Did some work so allowing myself to journal more... Thinking about making friends... I have it in my mind to make friends with people who I look up to, but that what I like about these people is how they use their time to do cool things... making stuff, reading, improving skills and mental well-being, etc... Which is what I am attracted to, but also makes me feel self-conscious asking for any of that time


10.01.25

Have been sick since sunday and although annoying I like the excuse to stay inside and to be babied. My phone is feeding me one million videos about mothers with young children and they all have horrowing birth stories. I often wish my partner could be pregnant because I know I want to raise kids but the body horror of it all...


5.09.25

My mom keeps sending me texts about how much pain she's in and then sending me houses she thinks we should buy together. Deryk has been talking more about wanting to move out of the city now that he's done school. It seems like the universe wants me to move into a house with my ailing mother and my boyfriend. Mixed feelings... I wish I knew more people with elderly or disabled parents. My mom's pain is so real to me, but living with her is hard. No matter what I do I am on the hook for her suffering. When she dies, I want to think that I did the best I could. What is a bigger betrayal-- making the choice that I know increases her suffering (and also mine via guilt), or making the choice that I know will make life harder and worse for me. Whatever. Whenever I start to feel sorry for myself for having had a disabled mom, I try to think about the things I like about myself that were shaped by my mom. She loves me a lot and that's something


5.08.25

My deryk's family's dog died and I am so unreasonably sad about it... I feel so sluggish and leaky.. work is so busy and I can't do ittt I need to cryyyy. I just wish I knew that the last time I saw her would be the last time


5.02.25

For her birthday ridgewood gave Ashley a white husky named wendy. She smells really bad


5.01.25

Last night I met my best friend once removed (the best friend of my best friend's best friend). I love how small and sweet the world feels lately. I am planning to spend the whole summer on a big blanket in Clark Park, where I will know lots of the other people coming to lie on blankets, and I will try to get them all to play soccer with me.

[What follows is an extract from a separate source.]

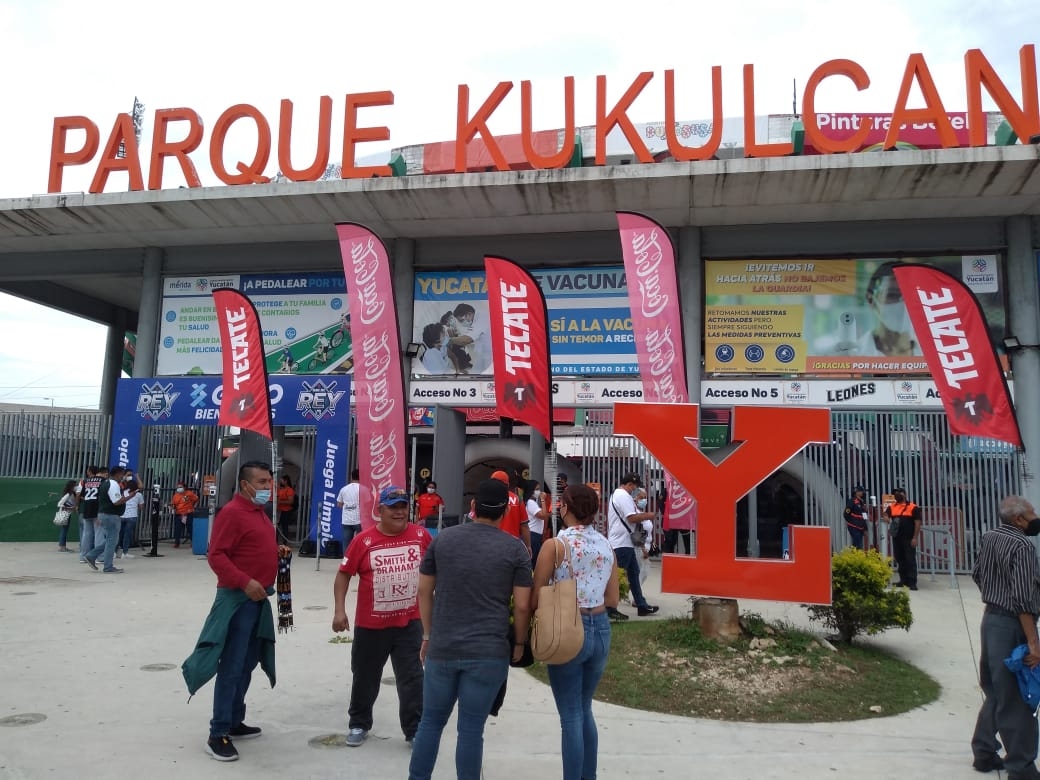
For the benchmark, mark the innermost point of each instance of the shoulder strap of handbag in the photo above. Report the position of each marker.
(555, 561)
(621, 517)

I was late to the writing club last night because Callie and I were at a murder mystery party at the PMA. It was honestly epic... probably one of the better perks of working in events is that I get invited to events for events people, where venues try to show off and give you free prosecco. Callie ran into a friend who is also my coworker, and none of us knew how we were connected until we were solving a murder together. The world is small and sweet


Tonight I will board amtrak and see Ashley and eat Mexican food :) I can't wait to play with Margot and splash in the creek. Work is so stressfull but everything else is so nice, which tell me that once work is done being stressful I will have the best summer ever.